Key books focusing upon aspects of the Paralympic Games

Over the last decade there has been a marked increase in the publication of books focusing upon various aspects of the Paralympic Games, especially by good quality academic publishers such as Routledge, Sage and Palgrave MacMillan. Subject matters include the history of the Games (Bailey, 2008; Brittain, 2014; Goodman, 1986; Scruton, 1998); media and the Paralympic Games (Jackson et al., 2015; Schantz and Gilbert, 2012); legacy and the Paralympic Games (Legg and Gilbert, 2011; Misener et al., 2018); relations to specific Games (Cashman and Darcy, 2008 [Sydney 2000]); the cultural politics of the Paralympic Games (Howe, 2008a); an introductory text to the Paralympic Games (Brittain, 2016); training and coaching the Paralympic athlete (Vanlandewijck and Thompson, 2016, 2011); nutrition and the Paralympic athlete (Broad, 2014) and finally a handbook of Paralympic Studies (Brittain and Beacom, 2018). With the exception of the two historical books by Goodman and Scruton, all of these books have been published in the last ten years. There have been a number of books and handbooks that have also been published with titles including the words ‘Olympic and Paralympic Games’ (c.f. Dixon and Gibbons, 2014; Girginov, 2014) but almost without exception these books generally include one substantive chapter covering some aspect of the Paralympic Games with rest of the book focusing almost solely upon the Olympic Games. Indeed, Girginov’s (2014) Handbook of the London Olympic and Paralympic Gaines Volume II does not even include the word Paralympic in its index, although it does have a limited number of references to disability.

The range of journal articles focusing upon aspects of the Paralympic Games

I will now introduce five of the main areas that social science-based research has been carried out with respect to the Paralympic Games. This is by no means an exhaustive list and, as I have already highlighted, just about any piece of research that has been carried out with respect to the Olympic Games can be done again with a range of extra interesting issues thrown into the analytical mix by applying the theories from the models of disability or ableism previously outlined.

Media and the Paralympic Games

Media coverage of the Paralympic Games is perhaps one of the most common areas of investigation and articles investigating this have adopted a wide range of approaches and focusses including comparing Olympic and Paralympic coverage of a Summer (Chang et al., 2011) and a Winter (Golden, 2003) Games; media coverage of a Paralympic Games within a specific country (Thomas and Smith, 2003 (quantitative and qualitative analysis of British newspaper coverage of the 2000 Sydney Paralympics in terms of text and photographs); qualitative analysis of Czech media coverage of Summer Paralympic Games, 1992—2008 (Tejkalova, 2015); investigating a specific Games (Schell and Duncan, 1999 [Atlanta 1996]); a comparison between countries (Schantz and Gilbert, 2001) or media coverage of an individual Paralympian (Schell and Rodriguez, 2001).
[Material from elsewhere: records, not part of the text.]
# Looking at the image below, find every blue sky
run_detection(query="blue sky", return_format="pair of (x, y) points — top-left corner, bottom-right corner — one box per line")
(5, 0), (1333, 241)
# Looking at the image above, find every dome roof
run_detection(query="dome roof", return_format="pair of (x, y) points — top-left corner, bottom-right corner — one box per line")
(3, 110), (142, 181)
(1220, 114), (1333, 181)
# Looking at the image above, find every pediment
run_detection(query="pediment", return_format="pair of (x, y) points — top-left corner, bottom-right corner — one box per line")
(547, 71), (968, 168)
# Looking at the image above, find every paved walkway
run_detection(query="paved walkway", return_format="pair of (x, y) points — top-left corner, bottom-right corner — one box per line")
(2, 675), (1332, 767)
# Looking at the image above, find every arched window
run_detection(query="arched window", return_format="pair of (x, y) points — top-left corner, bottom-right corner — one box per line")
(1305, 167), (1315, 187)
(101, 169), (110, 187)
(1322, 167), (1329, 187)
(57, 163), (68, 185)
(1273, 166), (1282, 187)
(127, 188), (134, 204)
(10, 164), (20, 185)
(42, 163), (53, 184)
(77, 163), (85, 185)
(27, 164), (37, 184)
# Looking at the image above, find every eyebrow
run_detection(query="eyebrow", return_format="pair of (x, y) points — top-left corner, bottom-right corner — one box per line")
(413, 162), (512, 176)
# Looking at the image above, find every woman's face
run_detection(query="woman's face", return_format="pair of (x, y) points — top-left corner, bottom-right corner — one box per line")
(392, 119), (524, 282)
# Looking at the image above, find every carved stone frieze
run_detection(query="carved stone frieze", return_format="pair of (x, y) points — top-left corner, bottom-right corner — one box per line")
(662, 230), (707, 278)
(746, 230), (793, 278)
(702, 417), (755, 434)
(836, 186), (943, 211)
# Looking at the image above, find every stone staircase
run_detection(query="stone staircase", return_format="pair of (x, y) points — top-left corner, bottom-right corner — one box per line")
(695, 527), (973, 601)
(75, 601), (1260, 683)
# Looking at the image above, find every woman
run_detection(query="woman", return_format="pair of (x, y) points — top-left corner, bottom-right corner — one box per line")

There have also been articles investigating how media coverage of the Paralympic Games might impact upon the image of people with disabilities (Howe, 2008b) and how the framing of Paralympic media content might actually negatively impact upon the way people with disabilities are perceived in the wider society (Silva and Howe, 2012). These articles have taken both a quantitative and a qualitative approach employing a range ot analytical tools including content analysis and media frames analysis.

Legacy and the Paralympic Games

A more recent focus area for researchers of the Paralympic Games has been that of legacy. With the International Paralympic Committee (IPC) making strong claims regarding how the Paralympic Games and movement can positively impact societal attitudes towards disability and the lives of people with disabilities in general, this has led to increased investigation of these claims. Perhaps the best place to start with this particular issue is with Misener et al. (2013) who carried out a thematic analysis of articles pertaining to Paralympic legacy. Some of the more interesting papers are actually highly critical of the legacy claims made. Purdue and Howe (2015) discuss the power struggles that shape legacy within the Paralympic field. Braye, Dixon and Gibbons (2013) discuss legacy from the perspective of non-sporting disability activists and Braye (2016) tackles the subject from the perspective of retired Paralympians. Brittain and Beacom (2016) compare the views of the British government post-London 2012 with those of disability activists in the UK and highlight how external issues such as competing government policies can impact legacy. Bush et al. (2013) highlight how the Paralympic Games and Paralympic athletes’ bodies are sites through which social discourses and processes contribute to the shaping of human relations.